“Good day, Mr. Exeter.”

“Enjoy your party.”

These words he said with as much sarcasm as he could muster, and then he nodded to Lenox and left.

“It’s for the best anyway,” Lenox muttered to himself as he poured a glass of sherry at his side table. It was time to focus on politics, after all.

The dinner party that evening was at the house of Lady Emily Nevin, a rather mysterious Hungarian woman (said to be the daughter of some nobleman in her home country) who had married a romantic young baronet just before his death. She had inherited everything but his title, which had gone to an impoverished country cousin who could make no bread by it and still had to till his own earth. Still, people “went to see her,” as the phrase went-because the Prince of Wales, on whom Lady Nevin exerted all of her many charms, did.

It was Lady Nevin’s great conceit that wherever she went she kept a pet on a leash-a hedgehog. It was called Jezebel and waddled around with a surly look on its face, its well-groomed coat glistening with perfume and pomade. She had found it in the basement of her house; indeed, many people in London kept hedgehogs in their basements-the animals slept a great deal in whatever warm corner they could find and voraciously discovered and ate all of a house’s insects. Few, though, brought them upstairs as Lady Nevin had. She even took the creature to other people’s houses. It was considered either wickedly funny or profoundly tasteless, depending whom you spoke to.

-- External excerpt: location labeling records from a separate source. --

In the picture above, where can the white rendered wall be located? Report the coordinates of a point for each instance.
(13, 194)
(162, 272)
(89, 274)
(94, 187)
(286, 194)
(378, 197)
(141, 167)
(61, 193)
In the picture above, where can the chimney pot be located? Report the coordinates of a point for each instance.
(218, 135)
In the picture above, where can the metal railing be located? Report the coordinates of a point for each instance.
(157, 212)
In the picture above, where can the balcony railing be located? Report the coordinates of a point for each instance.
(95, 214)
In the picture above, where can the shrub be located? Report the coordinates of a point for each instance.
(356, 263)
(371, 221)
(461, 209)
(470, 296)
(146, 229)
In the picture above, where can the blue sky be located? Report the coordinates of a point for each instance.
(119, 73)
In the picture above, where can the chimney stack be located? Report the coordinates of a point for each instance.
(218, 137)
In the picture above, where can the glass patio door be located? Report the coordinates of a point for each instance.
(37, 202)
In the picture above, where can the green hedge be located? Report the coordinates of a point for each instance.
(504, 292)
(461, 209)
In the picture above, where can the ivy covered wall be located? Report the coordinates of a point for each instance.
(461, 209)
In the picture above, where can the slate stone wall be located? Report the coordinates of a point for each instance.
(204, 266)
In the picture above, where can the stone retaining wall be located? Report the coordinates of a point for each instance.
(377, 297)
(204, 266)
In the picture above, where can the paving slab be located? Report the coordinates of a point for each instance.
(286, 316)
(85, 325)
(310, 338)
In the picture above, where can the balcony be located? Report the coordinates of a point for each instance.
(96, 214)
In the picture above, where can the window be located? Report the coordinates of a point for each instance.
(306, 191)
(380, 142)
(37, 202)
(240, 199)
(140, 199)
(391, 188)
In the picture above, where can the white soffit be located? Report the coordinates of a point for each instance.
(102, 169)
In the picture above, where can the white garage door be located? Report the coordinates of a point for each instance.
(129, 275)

Lenox found it primarily silly, although he never entirely discounted the bond between a human and an animal because of a Labrador (Labbie, by name) that he had been given as a child and loved with all his heart.

Despite the hedgehog, Lenox was having no fun at the party. Held in a broad, overheated room with windows overlooking the Thames, it contained few people he knew and fewer of his friends. Lady Jane, with her inexhaustible acquaintance, moved easily among the small groups, but Lenox stood by the window, glumly eating a sherbet. They made a funny sort of couple on occasions like this.